La personalidad tanto pública como privada de Francisco es multifacética, en contraste con el perfil definido y unilateral que parecía ofrecer Benedicto XVI. Un retrato periodístico de Jorge Mario Bergoglio concluyó reconociendo que su trayectoria revela a “un hombre complicado, conservador y radical, caritativo e intransigente, una masa de contradicciones”.1 Esta definición alcanza no solo al actual papa, sino también a la cultura política de su país de origen y a la propia Iglesia, como se intenta mostrar en este libro. Francisco fue un cura urbano que, como parte de una generación nacional, asistió a una sucesión de enormes conmociones políticas y económicas.

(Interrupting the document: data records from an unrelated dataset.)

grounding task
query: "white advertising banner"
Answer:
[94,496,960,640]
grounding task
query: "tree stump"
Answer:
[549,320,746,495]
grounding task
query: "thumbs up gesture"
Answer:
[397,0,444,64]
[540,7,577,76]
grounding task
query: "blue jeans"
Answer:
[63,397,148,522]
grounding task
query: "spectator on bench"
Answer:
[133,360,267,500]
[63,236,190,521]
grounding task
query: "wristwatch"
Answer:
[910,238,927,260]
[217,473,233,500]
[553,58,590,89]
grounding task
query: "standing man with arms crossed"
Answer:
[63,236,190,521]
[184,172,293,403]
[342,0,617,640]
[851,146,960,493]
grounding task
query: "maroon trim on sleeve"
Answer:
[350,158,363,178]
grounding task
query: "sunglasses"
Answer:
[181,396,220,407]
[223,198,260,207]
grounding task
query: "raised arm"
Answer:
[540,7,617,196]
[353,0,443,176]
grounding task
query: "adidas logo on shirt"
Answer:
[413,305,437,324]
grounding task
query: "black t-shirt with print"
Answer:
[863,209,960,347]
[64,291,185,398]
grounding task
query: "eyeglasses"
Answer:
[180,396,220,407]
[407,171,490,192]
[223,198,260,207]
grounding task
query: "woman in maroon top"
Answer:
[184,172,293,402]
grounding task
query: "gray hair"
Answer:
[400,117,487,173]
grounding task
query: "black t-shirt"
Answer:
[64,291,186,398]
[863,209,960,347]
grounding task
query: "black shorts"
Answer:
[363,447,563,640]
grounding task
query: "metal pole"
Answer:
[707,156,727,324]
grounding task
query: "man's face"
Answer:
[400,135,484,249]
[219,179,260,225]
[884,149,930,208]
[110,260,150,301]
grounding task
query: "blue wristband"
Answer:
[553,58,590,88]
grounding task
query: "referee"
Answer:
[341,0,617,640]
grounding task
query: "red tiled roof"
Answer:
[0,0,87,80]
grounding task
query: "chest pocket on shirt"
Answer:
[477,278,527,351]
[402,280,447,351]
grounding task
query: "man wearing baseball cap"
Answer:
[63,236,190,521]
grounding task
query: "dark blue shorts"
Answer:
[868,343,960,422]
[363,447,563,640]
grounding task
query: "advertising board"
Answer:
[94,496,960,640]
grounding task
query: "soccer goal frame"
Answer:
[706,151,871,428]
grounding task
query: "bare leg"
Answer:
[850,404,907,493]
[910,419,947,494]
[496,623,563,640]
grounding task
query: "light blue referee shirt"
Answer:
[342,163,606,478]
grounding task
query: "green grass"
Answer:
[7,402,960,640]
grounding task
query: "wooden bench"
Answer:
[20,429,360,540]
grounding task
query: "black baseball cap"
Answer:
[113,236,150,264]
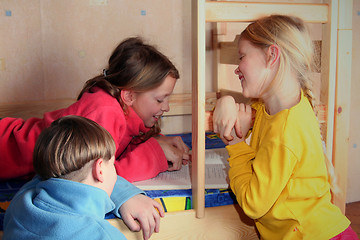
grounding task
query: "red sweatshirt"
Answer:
[0,88,168,182]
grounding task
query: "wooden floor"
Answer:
[345,202,360,238]
[0,201,360,240]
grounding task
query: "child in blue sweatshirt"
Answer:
[3,116,164,240]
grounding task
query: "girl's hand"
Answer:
[229,103,253,145]
[155,136,190,171]
[119,194,165,240]
[213,96,242,144]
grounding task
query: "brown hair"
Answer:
[33,115,116,182]
[78,37,180,141]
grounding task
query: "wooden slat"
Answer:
[191,0,206,218]
[333,0,352,213]
[164,92,216,116]
[109,205,259,240]
[206,1,328,23]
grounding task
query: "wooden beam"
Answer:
[333,0,353,213]
[109,204,259,240]
[206,1,328,23]
[191,0,206,218]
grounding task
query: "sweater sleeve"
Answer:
[227,142,297,219]
[110,176,145,218]
[115,138,168,182]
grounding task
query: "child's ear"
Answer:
[120,90,135,106]
[92,158,104,183]
[267,44,281,67]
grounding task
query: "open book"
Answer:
[133,148,229,190]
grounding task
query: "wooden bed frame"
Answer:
[119,0,352,239]
[0,0,352,240]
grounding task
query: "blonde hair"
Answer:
[240,15,340,194]
[33,116,116,182]
[240,15,316,109]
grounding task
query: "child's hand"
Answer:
[213,96,242,144]
[156,136,190,171]
[229,103,253,145]
[119,194,165,240]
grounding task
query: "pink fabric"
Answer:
[0,88,168,182]
[330,226,359,240]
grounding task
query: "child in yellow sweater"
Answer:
[214,15,358,240]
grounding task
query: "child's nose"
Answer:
[161,101,170,112]
[234,66,240,75]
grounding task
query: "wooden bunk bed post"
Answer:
[332,0,353,213]
[200,0,352,212]
[191,0,205,218]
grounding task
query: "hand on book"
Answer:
[119,194,165,240]
[156,136,191,171]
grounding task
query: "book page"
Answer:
[133,148,229,190]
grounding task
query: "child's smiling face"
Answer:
[235,39,271,98]
[131,75,176,128]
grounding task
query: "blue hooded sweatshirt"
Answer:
[3,176,143,240]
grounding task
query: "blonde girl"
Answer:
[214,15,357,240]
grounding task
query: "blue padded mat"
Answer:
[0,132,231,231]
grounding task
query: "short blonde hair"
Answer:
[33,116,116,181]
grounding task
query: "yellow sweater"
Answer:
[227,94,350,240]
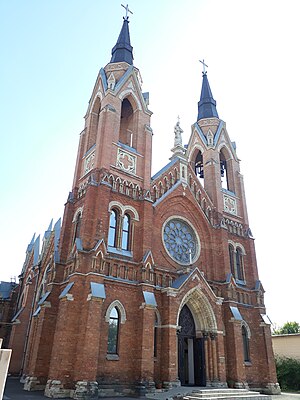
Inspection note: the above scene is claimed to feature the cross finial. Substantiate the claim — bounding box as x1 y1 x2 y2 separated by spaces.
121 4 133 19
199 59 208 75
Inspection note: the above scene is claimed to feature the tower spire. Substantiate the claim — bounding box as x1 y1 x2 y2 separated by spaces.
197 60 219 121
110 4 133 65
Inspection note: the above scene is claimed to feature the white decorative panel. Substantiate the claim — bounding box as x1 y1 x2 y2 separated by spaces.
223 194 237 215
116 149 136 174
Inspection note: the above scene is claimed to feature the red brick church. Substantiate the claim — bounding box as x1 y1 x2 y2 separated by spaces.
10 10 280 399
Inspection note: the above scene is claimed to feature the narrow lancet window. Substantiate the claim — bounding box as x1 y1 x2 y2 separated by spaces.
119 99 136 148
195 151 204 186
107 307 120 354
242 325 250 362
220 151 230 190
122 214 130 250
108 210 118 247
236 248 244 281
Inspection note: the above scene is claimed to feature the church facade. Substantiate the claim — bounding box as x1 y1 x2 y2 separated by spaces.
10 17 280 399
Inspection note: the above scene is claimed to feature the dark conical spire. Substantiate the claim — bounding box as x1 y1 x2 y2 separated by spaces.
197 72 219 121
110 17 133 65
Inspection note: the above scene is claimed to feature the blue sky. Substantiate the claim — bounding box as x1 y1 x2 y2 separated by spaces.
0 0 300 324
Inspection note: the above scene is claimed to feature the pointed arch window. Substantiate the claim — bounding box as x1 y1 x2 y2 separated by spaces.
121 214 130 250
119 98 136 148
236 247 244 281
220 151 230 190
242 325 250 362
73 212 82 244
229 244 235 276
107 307 120 354
228 244 245 283
153 313 158 357
108 210 118 247
195 151 204 180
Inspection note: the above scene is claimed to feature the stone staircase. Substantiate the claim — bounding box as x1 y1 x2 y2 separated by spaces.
180 389 272 400
146 386 272 400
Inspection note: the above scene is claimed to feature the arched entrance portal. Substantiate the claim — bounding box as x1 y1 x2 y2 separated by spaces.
177 286 220 386
178 305 206 386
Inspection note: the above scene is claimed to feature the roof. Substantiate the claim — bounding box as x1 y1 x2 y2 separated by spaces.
0 281 16 299
110 17 133 65
197 73 219 121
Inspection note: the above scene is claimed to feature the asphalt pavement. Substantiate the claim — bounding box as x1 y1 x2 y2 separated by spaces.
3 377 300 400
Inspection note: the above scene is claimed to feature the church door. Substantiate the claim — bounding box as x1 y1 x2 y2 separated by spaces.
178 305 206 386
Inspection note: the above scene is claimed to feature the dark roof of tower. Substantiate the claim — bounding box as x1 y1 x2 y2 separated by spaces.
197 72 219 121
110 17 133 65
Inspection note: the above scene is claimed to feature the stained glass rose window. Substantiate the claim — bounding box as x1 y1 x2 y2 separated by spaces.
163 219 198 265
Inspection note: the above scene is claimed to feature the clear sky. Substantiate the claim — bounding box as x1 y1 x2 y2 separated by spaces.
0 0 300 325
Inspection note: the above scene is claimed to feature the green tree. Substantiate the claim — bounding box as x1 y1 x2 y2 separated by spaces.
275 357 300 390
274 321 300 335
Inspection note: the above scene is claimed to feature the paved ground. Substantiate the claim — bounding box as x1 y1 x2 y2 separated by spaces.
3 378 300 400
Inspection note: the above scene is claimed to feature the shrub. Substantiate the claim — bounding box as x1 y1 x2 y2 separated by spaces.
275 357 300 390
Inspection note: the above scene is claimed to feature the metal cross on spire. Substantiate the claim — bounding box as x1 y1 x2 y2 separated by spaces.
121 4 133 19
199 59 208 75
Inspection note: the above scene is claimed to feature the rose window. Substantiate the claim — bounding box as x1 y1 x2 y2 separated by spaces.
163 219 198 264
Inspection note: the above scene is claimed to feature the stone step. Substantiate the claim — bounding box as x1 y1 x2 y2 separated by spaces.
183 389 272 400
183 393 271 400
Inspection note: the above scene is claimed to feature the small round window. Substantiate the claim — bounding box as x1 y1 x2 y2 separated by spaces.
163 219 199 265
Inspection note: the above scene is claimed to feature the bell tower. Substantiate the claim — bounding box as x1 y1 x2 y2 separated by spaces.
61 8 152 261
187 70 248 225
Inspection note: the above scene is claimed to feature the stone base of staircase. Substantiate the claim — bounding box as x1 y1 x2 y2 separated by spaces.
146 386 272 400
178 389 272 400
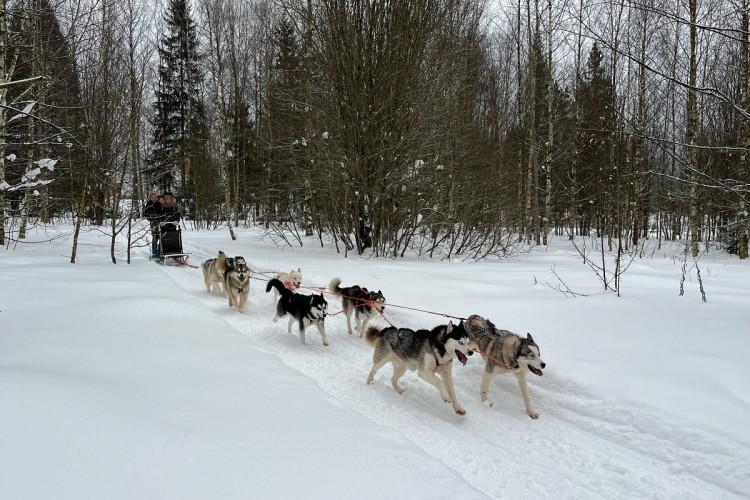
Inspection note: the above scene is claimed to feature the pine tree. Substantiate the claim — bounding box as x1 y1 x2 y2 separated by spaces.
148 0 205 197
576 43 615 232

Ellas, por supuesto, impactaron en la Iglesia argentina y en la formación política del futuro pontífice, quien pudo comprobar el modo en que su país atravesaba por agitaciones sociales radicales, dictaduras sangrientas que las sofocaron, una guerra internacional breve pero desastrosa, una época de neoliberalismo rampante entre dos hiperinflaciones y un gobierno democrático que terminó perdiendo por completo su credibilidad y acabó dejando paso a un largo período de florecimiento “populista” al que el entonces cardenal se enfrentó para luego reconciliarse con él desde el trono de Pedro. Pero ahora Bergoglio es un líder mundial, y su espectro de preocupaciones supera el rango doméstico. Sus intervenciones se adecuaron desde el comienzo de su gestión a las de una agenda crítica de la globalización en puntos centrales como la condena de la pobreza y la denuncia de las agresiones al medio ambiente.

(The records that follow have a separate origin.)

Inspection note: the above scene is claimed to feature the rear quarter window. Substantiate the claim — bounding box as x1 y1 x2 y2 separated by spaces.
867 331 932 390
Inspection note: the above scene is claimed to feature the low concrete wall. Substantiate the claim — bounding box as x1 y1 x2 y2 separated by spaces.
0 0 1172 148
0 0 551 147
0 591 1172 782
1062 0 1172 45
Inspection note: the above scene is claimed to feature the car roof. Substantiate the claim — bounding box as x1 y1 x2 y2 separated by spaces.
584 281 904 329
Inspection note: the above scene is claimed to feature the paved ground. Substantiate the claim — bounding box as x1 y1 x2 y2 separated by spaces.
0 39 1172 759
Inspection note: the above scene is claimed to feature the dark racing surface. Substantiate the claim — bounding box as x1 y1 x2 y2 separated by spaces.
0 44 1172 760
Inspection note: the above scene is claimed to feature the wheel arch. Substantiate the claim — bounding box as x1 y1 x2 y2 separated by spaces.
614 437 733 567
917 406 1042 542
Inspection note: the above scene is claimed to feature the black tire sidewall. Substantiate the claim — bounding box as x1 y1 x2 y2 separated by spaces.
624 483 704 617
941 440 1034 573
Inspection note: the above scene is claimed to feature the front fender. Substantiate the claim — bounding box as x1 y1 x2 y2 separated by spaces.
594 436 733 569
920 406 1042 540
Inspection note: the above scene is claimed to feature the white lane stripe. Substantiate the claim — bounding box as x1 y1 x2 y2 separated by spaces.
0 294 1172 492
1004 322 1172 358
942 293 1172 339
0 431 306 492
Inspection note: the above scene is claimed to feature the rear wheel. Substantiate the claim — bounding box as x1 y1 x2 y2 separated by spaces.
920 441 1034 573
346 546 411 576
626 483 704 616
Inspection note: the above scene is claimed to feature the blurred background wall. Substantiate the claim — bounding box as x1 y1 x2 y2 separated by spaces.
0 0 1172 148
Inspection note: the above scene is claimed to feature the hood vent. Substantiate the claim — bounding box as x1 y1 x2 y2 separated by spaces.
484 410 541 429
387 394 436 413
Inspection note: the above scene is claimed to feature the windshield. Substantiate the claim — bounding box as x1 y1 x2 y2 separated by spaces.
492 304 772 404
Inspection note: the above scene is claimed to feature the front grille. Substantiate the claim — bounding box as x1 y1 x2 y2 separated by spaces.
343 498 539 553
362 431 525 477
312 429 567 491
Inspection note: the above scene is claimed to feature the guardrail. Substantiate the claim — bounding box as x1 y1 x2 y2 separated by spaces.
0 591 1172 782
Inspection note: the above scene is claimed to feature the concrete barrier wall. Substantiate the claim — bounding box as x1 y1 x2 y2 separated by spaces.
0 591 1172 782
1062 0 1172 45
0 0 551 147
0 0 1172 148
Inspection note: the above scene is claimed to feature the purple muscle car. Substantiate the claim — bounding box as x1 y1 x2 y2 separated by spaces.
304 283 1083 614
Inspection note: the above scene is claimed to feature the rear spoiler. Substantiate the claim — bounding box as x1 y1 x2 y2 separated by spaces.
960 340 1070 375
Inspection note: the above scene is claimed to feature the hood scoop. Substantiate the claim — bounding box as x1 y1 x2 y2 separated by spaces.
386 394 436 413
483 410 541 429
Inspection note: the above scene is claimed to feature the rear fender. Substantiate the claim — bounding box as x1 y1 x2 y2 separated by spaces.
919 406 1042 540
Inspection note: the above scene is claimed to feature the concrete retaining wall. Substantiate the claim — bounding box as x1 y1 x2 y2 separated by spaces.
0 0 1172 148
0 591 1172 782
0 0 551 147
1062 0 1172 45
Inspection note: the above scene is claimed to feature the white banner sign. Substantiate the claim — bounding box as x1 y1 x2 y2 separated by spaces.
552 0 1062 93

En una “sociedad de riesgo”, como ha sido denominada la nuestra, donde las antiguas seguridades sociales o personales se evaporan, Francisco quiere restaurar la vigencia de los bienes de salvación, como llama la sociología al objeto de las religiones. Con este papa, resurgen los viejos conflictos entre los valores de la Iglesia y los que propugna el liberalismo, y lo hacen de un modo novedoso, pues ella ya no adopta una actitud solo reaccionaria, como la que le imprimieron los papas del pasado. La atención de Francisco se dirige hacia las “periferias”, un término que contempla a los condenados de la tierra con su miseria material, en primer lugar, pero también a aquellos que gozan del bienestar y, sin embargo, sufren las consecuencias emocionales del individualismo extremo. Este enfoque no era desconocido dentro del catolicismo, pero con Francisco adquirió una concentración especial cuyos reales alcances suscitan el debate.

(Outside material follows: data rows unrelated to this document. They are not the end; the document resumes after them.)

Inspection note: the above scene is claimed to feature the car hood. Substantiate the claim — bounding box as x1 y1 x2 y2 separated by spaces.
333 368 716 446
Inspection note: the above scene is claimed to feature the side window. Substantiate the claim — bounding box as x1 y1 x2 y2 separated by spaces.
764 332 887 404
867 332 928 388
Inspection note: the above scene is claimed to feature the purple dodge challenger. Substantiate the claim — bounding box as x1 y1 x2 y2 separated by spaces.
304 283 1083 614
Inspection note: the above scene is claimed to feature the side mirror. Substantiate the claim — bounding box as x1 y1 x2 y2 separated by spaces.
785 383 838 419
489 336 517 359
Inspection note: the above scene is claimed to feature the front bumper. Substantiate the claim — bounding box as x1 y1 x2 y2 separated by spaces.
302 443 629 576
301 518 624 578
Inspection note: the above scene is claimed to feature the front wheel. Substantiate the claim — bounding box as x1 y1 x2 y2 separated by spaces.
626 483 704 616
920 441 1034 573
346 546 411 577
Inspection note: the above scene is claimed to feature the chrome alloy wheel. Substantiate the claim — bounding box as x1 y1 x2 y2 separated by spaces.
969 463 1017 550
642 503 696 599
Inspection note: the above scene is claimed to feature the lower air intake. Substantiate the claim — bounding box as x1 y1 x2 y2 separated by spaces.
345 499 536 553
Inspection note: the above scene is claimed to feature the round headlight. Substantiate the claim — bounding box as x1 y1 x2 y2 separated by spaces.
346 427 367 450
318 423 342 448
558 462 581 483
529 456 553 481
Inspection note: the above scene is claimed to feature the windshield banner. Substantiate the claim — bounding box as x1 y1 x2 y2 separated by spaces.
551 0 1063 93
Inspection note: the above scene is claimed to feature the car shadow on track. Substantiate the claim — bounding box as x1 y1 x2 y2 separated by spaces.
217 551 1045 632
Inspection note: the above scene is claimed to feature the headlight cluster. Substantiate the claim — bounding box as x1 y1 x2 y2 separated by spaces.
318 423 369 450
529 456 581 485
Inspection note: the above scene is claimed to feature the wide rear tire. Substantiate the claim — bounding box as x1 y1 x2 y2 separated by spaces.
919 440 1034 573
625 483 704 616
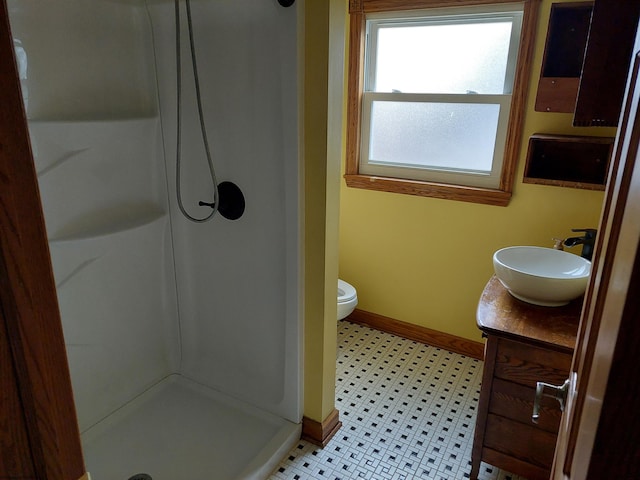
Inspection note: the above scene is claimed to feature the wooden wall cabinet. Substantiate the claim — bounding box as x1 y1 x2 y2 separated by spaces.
523 133 614 190
535 2 593 113
470 276 580 480
535 0 640 127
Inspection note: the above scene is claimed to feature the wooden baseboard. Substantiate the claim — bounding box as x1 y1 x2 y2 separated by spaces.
302 408 342 447
346 309 484 360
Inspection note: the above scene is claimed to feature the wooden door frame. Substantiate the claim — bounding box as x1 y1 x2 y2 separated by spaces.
551 18 640 480
0 0 85 480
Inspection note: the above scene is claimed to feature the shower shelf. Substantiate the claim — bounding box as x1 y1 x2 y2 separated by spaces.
49 210 167 245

En cierto modo, resulta inevitable que una aproximación a la Iglesia como la que se propone a continuación se centre en la figura de sus últimos jefes máximos. Porque los papas no solo la dirigen, sino que además son vicarios de Cristo, quien, según enseña el dogma, es el único hijo de Dios, mientras que la Iglesia es su esposa. La otra persona de la Trinidad de la cual la Iglesia da testimonio es el Espíritu Santo, que la guía y la sostiene. El orden natural, que la Iglesia interpreta y defiende, ha sido perturbado por la Modernidad, y la llamada Posmodernidad aceleró el proceso hasta volverlo casi explosivo. Pareciera que, si la Iglesia combate por restablecer aquel orden, la batalla se encuentra decidida de antemano. La técnica vulneró la naturaleza. Aliado a la ciencia, el capitalismo derruyó los tradicionales puentes que vinculaban la sociedad con la religión. El mercado pretende erigirse como única religión, y el Vaticano advierte la feroz competencia que le plantea este nuevo paganismo.

El itinerario reciente de la Iglesia suscitó una perplejidad mundial. Se encontraba sumida en una dinámica declinante que parecía no tener freno y cuya profundidad amenazaba sus bases de sustentación. La Iglesia reivindica contenidos culturales e ideológicos contundentes, y eso la vuelve un caso peculiar en un clima político e intelectual como el presente, dominado por el escepticismo y el descreimiento. Pero esta situación no solo afecta al mensaje católico, sino a todos los discursos que afirman valores y sentidos. Una mirada dirigida hacia los dos pontificados más recientes, lanzada desde un punto de vista agnóstico, quizá contribuya a una mejor comprensión del papel contemporáneo de la Iglesia, así como de la situación en la que se encuentran nuestras sociedades.

 

Diciembre de 2015

1 Alma Guillermoprieto, “Francis’s Holy War”, en Medium.com, 24 de junio de 2014. Disponible en línea: <https://medium.com/matter/franciss-holy-war-70a382606c0d>.

I. ¿Qué es la verdad?

I.

La consideración del papado como la última línea de defensa occidental contra el modernismo posee una larga tradición. El pontífice romano fue siempre caracterizado por los modernistas como un obstinado adversario de la evolución de las costumbres y, al menos hasta cierto momento histórico, como un muro de contención contra los avances sociales. Para la literatura liberal y positivista decimonónica, heredera del anticlericalismo ilustrado del siglo anterior, la Iglesia interfería con el desarrollo de la ciencia y constituía el principal agente del oscurantismo.1 El pueblo solo podría empezar a liberarse de estos flagelos mediante la difusión de una educación laica sobre bases racionalistas.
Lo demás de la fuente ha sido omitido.